Elles étaient très attendues tant la polémique autour de la maladie de Lyme est violente entre les associations de malades et le monde de l'infectiologie, ce dernier niant toute forme de maladie persistante due à cette tique.

La Haute Autorité de santé (HAS) a présenté ses nouvelles recommandations de prise en charge des formes persistantes de l'infection transmise par des tiques.

Il y a eu 56 cas en 2016 et 102 en 2017.

La HAS souhaite une "prise en charge thérapeutique globale optimale des patients atteints ou suspects d'être atteints d'une maladie à tiques, afin de répondre à la souffrance des patients dont certains se sentent victimes de déni ou de rejet, et d'éviter l'errance diagnostique et thérapeutique et ses dérives potentielles". Sa présidente, la Pr Dominique Le Guludec, s'en explique.

Le risque est un "recours à des tests et des traitements inadaptés, non validés et potentiellement à risque d'effets secondaires".

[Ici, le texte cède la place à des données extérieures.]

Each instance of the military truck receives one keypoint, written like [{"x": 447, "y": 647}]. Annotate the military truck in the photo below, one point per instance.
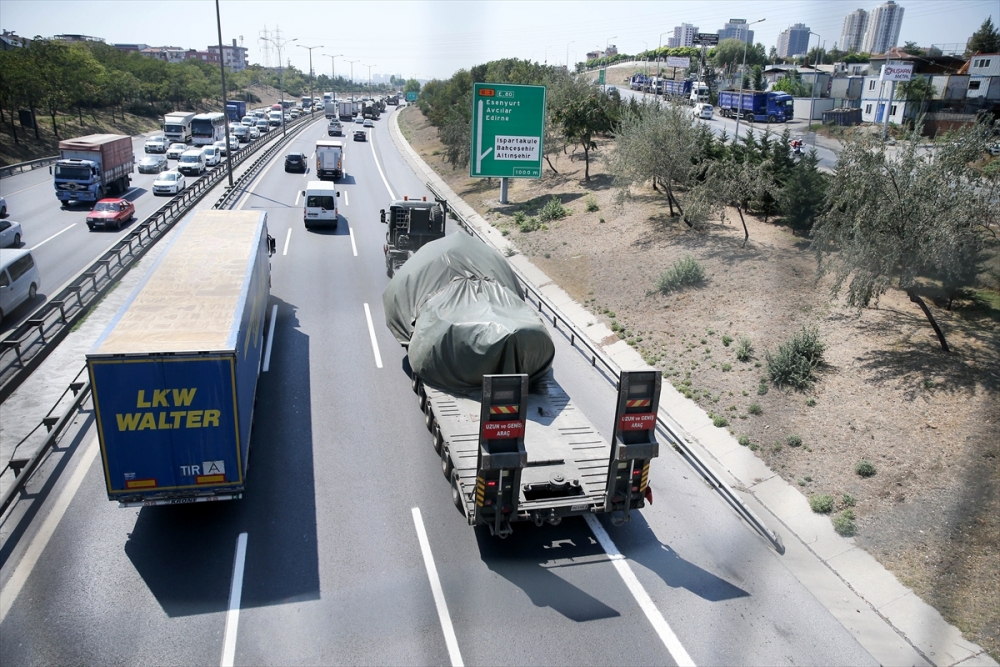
[{"x": 412, "y": 224}]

La HAS regroupent les patients "qui subissent ces signes cliniques depuis plus de six mois et plusieurs fois par semaine", sous un terme plus large: "symptomatologie/syndrome persistante polymorphe après possible piqûre de tique" (SPPT). Devant un tel tableau, elle recommande un premier bilan infectieux (sérologies VIH, VHC, VHB, EBV, CMV, syphilis) et un bilan biologique de base (NFS, bilan hépatique, CRP, ionogramme sanguin, créatinine, glycémie à jeun, CPK, ferritine, TSH, bandelettes urinaires), qui permettra de rechercher, notamment, un syndrome inflammatoire.

Si ce bilan n'aboutit à aucun diagnostic, un "traitement antibiotique d'épreuve de 28 jours" peut être proposé.